Most RAG tutorials jump straight to vectors and LLMs; this project shows why production systems start with solid search foundations and then augment with semantic layers. The repo is a week-by-week, hands-on course that teaches how to engineer a complete arXiv paper-curator RAG system you can run locally or in production-like environments.
What Sets It Apart
- Practical infrastructure-first path: teaches Docker Compose, FastAPI, PostgreSQL, OpenSearch, and Airflow so retrieval and pipeline reliability come before model glue. So what: you learn maintainable patterns used in real products rather than toy examples.
- Hybrid retrieval & chunking emphasis: implements BM25 keyword search, relevance filtering, and semantic vectors plus intelligent chunking. So what: the course demonstrates trade-offs between precision (BM25) and semantic recall (vectors) and how to combine them for robust retrieval.
- Production-grade observability and caching: includes monitoring hooks (Langfuse integration) and Redis caching patterns. So what: you get guidance on diagnosing RAG failure modes and reducing latency in realistic deployments.
- Agentic RAG capstone: week 7 integrates LangGraph agents, document grading, query rewriting, and a Telegram bot for mobile access. So what: you see how decision logic, guardrails, and provenance tracking fit into a delivered assistant.

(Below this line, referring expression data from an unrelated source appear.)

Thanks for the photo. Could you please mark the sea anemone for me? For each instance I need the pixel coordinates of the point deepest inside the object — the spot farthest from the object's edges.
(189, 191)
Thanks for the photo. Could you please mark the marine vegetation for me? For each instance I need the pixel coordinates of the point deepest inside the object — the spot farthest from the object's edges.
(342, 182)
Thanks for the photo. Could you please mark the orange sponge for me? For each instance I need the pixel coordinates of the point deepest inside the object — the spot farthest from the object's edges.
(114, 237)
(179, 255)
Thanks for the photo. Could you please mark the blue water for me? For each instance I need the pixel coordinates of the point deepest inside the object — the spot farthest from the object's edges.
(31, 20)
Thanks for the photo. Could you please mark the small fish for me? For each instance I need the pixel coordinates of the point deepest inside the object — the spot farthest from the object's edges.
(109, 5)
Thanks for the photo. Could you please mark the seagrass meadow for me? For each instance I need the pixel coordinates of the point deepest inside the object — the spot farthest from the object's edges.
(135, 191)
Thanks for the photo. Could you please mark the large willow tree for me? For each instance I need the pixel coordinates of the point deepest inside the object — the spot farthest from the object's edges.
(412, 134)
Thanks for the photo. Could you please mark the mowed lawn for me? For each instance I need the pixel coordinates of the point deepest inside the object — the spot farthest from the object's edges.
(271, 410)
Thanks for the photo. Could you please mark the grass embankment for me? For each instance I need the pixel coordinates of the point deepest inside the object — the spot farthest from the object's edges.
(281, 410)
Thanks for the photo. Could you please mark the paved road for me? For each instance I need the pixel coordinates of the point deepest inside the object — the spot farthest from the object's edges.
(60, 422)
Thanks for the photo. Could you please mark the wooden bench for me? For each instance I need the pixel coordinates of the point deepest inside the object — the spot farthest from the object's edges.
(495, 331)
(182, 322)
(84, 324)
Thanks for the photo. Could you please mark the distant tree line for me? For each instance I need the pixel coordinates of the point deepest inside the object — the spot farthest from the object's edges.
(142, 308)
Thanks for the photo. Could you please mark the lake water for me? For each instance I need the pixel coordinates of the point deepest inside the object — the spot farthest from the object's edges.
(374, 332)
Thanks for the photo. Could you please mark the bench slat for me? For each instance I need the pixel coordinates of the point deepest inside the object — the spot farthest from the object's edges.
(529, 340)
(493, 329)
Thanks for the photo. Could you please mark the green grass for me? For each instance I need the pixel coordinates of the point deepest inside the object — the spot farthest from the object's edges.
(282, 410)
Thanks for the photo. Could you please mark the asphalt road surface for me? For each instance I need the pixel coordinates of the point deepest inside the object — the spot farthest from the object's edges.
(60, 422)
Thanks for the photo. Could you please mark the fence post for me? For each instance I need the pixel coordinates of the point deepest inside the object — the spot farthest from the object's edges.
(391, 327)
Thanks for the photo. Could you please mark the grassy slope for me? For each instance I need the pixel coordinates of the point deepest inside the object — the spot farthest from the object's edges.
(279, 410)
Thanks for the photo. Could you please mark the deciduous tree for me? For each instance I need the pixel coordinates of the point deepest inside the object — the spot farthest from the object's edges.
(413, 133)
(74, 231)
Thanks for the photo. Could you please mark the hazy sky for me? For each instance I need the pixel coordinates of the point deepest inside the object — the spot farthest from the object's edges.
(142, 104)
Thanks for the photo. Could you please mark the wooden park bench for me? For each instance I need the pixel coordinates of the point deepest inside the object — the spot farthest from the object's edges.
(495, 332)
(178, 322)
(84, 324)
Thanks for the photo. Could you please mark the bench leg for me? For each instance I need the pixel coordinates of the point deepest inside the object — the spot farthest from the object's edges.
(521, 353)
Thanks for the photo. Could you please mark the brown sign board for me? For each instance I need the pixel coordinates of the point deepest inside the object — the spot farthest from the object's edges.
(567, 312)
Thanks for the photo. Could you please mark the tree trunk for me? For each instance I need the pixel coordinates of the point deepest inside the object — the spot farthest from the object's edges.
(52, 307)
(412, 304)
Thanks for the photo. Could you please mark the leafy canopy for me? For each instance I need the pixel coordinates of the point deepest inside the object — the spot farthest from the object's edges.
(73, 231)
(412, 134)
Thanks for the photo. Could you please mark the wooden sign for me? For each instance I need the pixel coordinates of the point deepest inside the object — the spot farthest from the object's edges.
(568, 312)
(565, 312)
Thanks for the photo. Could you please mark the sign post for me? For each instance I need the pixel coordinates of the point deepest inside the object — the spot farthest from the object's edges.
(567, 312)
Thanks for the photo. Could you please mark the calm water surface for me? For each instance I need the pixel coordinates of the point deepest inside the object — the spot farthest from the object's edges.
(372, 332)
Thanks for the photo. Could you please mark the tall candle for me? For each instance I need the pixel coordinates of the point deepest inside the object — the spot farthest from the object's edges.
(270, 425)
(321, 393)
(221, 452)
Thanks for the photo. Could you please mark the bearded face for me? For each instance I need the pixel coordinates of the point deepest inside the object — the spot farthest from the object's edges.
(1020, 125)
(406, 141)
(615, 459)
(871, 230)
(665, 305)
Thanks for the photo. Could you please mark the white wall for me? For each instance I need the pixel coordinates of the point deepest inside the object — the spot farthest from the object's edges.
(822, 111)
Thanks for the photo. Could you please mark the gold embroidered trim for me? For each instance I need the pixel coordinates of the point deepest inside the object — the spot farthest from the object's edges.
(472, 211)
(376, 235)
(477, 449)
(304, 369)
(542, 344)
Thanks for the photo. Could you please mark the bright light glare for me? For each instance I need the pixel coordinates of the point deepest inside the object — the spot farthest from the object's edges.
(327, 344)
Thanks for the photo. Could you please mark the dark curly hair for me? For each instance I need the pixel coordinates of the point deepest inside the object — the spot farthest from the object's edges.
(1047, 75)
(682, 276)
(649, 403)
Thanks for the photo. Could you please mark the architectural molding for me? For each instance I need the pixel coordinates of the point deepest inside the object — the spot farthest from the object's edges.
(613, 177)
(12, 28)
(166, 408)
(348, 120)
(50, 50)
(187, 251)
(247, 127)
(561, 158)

Who This Fits / Trade-offs
Great fit if you want a hands-on curriculum that teaches engineering RAG systems end-to-end — from ingestion and keyword search to hybrid retrieval, local LLM streaming, and agent orchestration. Look elsewhere if you only need quick demos of vector search or model prompting: this course is heavier on infra, deployment patterns, and reliability trade-offs, requiring ~8GB RAM and time to provision services.
Where It Fits
This repository sits between LLM demo repos (which focus on prompts) and full enterprise platforms (which hide infra). It's best for engineers, ML/AI students, and small teams who want repeatable production patterns for RAG.
Quick Notes on Approach
The course emphasizes observability, reproducible pipelines, and iterative evaluation (document grading and relevance scoring), not just raw model capability. It illustrates concrete engineering decisions — e.g., when to prefer BM25 filtering, how to chunk and embed documents, and how to surface reasoning traces for debugging.